Eu fiquei em estado de choque por um tempo, sem ao menos me mexer. Somente voltei a respirar corretamente quando percebi que estava segurando o filme com muita força, quase amassando-o sem perceber.
Resolvi respirar fundo e me acalmar. Andei em círculos. Desci as escadas contando os degraus para não fazer nada com pressa. Enrolei o filme e o deixei em cima da mesa antes de atravessar o quintal e ir até sua porta da frente. Eu precisava ser natural. Chamei seu nome e ele gritou, da cozinha, para que eu entrasse. Ainda respirando fundo, atravessei a sala e parei na porta da cozinha.
- Bom dia! - ele falou sorridente a mim enquanto fechava o forno
O cara que havia pedido para se casar comigo estava me dando bom dia e tudo o que eu consegui responder foi outro bom dia, contendo todas as emoções dentro de mim.

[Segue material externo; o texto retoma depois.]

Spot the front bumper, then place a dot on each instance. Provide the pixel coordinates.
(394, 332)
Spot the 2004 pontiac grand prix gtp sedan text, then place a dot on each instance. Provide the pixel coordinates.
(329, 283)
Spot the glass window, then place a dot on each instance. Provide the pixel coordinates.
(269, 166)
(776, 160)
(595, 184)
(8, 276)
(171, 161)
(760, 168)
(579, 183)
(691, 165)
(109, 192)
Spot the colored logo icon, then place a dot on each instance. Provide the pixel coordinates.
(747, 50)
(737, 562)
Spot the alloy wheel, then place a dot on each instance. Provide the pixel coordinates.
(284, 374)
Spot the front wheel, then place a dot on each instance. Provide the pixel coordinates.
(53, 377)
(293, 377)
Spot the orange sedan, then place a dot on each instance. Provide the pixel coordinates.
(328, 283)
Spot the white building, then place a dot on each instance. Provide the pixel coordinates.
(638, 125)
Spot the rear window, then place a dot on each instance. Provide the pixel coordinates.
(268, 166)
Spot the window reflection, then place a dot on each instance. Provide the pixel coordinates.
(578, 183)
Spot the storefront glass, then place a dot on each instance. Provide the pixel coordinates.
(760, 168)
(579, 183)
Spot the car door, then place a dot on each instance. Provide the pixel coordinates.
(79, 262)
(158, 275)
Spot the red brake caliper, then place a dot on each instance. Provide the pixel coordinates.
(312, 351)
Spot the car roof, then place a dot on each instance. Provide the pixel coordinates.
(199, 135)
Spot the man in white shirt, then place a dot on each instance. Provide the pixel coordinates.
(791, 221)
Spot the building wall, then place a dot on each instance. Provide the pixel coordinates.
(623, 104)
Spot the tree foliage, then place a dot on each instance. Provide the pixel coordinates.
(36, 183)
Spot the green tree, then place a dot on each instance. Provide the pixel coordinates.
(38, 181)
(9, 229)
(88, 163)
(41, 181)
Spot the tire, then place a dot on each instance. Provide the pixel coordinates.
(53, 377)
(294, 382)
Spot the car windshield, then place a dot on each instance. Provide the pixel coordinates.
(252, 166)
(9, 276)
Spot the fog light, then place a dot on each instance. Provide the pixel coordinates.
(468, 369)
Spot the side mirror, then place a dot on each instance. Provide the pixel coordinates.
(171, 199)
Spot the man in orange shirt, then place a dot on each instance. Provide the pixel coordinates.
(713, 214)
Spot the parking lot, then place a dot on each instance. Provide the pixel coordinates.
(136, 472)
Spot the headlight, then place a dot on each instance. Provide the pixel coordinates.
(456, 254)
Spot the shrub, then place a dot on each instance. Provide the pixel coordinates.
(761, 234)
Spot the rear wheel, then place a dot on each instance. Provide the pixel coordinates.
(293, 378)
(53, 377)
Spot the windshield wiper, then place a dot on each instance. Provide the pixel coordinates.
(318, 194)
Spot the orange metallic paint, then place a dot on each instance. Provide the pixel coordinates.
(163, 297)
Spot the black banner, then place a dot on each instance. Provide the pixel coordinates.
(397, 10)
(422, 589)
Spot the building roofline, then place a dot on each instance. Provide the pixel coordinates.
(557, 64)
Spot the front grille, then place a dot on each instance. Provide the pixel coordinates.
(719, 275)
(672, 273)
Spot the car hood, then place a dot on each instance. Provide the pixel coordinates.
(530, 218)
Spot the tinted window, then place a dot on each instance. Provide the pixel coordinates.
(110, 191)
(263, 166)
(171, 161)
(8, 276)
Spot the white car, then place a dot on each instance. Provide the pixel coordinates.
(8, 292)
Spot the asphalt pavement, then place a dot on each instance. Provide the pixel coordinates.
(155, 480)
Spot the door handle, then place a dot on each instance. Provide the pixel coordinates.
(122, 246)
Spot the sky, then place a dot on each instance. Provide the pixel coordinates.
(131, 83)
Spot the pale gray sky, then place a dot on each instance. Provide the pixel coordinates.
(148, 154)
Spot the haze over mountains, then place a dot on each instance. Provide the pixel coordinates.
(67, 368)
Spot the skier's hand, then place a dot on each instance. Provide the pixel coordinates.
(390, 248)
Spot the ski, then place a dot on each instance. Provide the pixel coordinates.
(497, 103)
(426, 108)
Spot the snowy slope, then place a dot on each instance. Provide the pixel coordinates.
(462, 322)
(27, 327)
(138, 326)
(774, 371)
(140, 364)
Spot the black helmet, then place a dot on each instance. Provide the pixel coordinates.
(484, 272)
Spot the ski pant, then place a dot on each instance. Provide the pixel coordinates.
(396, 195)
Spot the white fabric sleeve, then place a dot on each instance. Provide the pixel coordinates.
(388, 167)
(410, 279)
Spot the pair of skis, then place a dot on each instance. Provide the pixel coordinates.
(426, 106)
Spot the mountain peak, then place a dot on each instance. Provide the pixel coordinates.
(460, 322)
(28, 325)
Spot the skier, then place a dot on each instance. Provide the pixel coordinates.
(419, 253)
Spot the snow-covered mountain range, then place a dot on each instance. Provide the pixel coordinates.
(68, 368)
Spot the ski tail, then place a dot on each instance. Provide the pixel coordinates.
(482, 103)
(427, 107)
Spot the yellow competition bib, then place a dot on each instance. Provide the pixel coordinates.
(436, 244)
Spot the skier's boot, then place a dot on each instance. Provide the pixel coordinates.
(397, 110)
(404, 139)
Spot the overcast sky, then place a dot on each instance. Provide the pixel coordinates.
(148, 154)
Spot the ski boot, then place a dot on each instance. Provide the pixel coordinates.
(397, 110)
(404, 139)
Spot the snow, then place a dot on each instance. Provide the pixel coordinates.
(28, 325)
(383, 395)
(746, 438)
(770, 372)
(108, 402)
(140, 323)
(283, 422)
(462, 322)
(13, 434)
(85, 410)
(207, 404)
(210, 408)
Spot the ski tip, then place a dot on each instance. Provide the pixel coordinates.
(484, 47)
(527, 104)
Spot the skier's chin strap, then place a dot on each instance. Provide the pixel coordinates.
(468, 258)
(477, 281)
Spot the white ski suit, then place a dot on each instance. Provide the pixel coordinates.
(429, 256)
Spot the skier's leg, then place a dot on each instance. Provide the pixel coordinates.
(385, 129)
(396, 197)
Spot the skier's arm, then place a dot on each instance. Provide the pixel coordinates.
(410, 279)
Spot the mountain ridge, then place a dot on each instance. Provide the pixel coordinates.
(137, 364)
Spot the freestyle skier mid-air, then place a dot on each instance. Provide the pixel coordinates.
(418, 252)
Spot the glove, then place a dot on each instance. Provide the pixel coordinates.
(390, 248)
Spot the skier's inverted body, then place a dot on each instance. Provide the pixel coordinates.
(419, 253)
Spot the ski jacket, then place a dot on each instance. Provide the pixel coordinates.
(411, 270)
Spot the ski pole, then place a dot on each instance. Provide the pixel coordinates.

- Bom dia - eu finalmente respondi, normalizando minha voz
Ele veio até mim e selou nossos lábios.
- Deixa eu adivinhar... Não tem café da manhã na sua casa?
Eu ri, um pouco nervosa. Como ele está agindo tão naturalmente? Ele me pediu em casamento. Ele pode não saber que eu sei, mas não é algo ao qual dá para simplesmente ficar tranquilo esperando uma resposta. Talvez não estivesse tão nervoso, afinal de contas, eu não havia sido a primeira mulher a receber esse pedido dele. Resolvi me pronunciar depois de perceber que eu tinha pausado muito a conversa para pensar.
- Na verdade eu nem estou com fome - eu não menti, eu mal conseguia pensar em comida
Ele voltou aos bolinhos, decorando-os com chantilly. Conversamos um pouco, coisas bobas, só para passar o tempo, mas eu estava nervosa. Eu queria falar que sabia. Eu queria vê-lo tão nervoso quanto eu.
- Você pode me ajudar em uma coisa? - ele disse, ocupado com as encomendas
- Claro, só dizer.
- Coloca chantilly nesses aqui que já estão prontos? Preciso fazer mais massa.
- Claro - concordei
- É só fazer um círculo de fora para dentro pressionando o plástico sem parar, assim - ele demonstrou - Acha que consegue?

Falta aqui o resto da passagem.